Groundhog Day; a day where people seek advice from an animal for guidance on whether spring is right around the corner, or if we are in store for another six weeks of winter.
Groundhog Day wasn't so grounded when this tradition began back in the fifth century. Meteorologist Jeff Boyne with the La Crosse National Weather Service gives a brief history adding, "Celts believed that animals had supernatural powers and could predict what happened in the future, so they sort of watched to see how these animals would be over time. Then eventually, it moved on to the Romans and the Germans who looked at it. Then the Romans started calling it Hedgehog Day. Then eventually, Christianity started picking it up and calling it Candlemas Day."
In fact the first reference of Groundhog Day in the United States never came about until February 4th, 1841! Folklore has it that the groundhog was the medieval meteorologist when it came to future forecasts. Jeff says, "Groundhog Day, is simply the mid part of the meteorological winter, or astronomical winter I should say. It's basically the mid point, so we've already had six weeks of winter already, and we have six more weeks to end the winter."
The La Crosse National Weather Service has been tracking the accuracy of the forecasts since 2000, and let's just say, we should leave forecasting up to meteorologists. Boyne says, "There really aren't good statistics. You have a better chance of flipping a coin and forecasting what's going to happen the rest of winter."
Nonetheless, tradition is also carried on through movies like Groundhog Day with Bill Murray.

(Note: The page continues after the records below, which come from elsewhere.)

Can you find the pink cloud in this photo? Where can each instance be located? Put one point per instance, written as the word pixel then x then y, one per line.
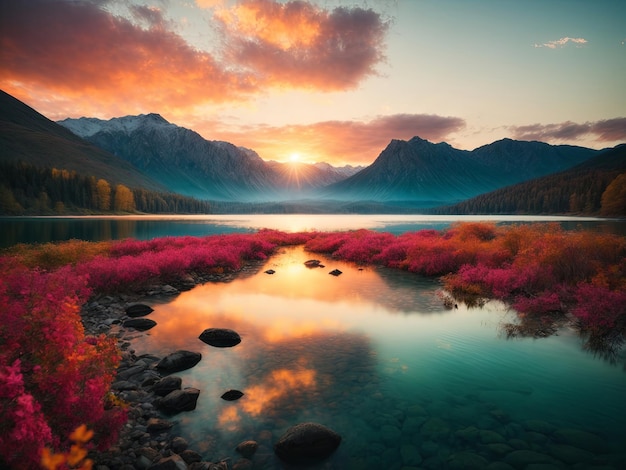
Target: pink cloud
pixel 60 51
pixel 579 42
pixel 339 142
pixel 79 51
pixel 298 45
pixel 608 130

It is often a popular rental at Family Video in La Crosse in the weeks leading up to the sensationalized holiday. Alec Nathan, an assistant manager for Family Video talks about the film, "We have a way to track how well movies get rented based on month or throughout the year. It's pretty clear to see that it's rented more in January leading up through February than it is other months of the year."
Punxsutawney Phil's prediction may sometimes be hogwash, but it is a fun way to enjoy the mid point of winter, nonetheless. Another fun fact about the weather predicting animal is that they are often referred to as a 'whistle-pig'. This is because when groundhogs are alarmed they emit a high pitched whistle that warns the rest of his or her colony that there is danger.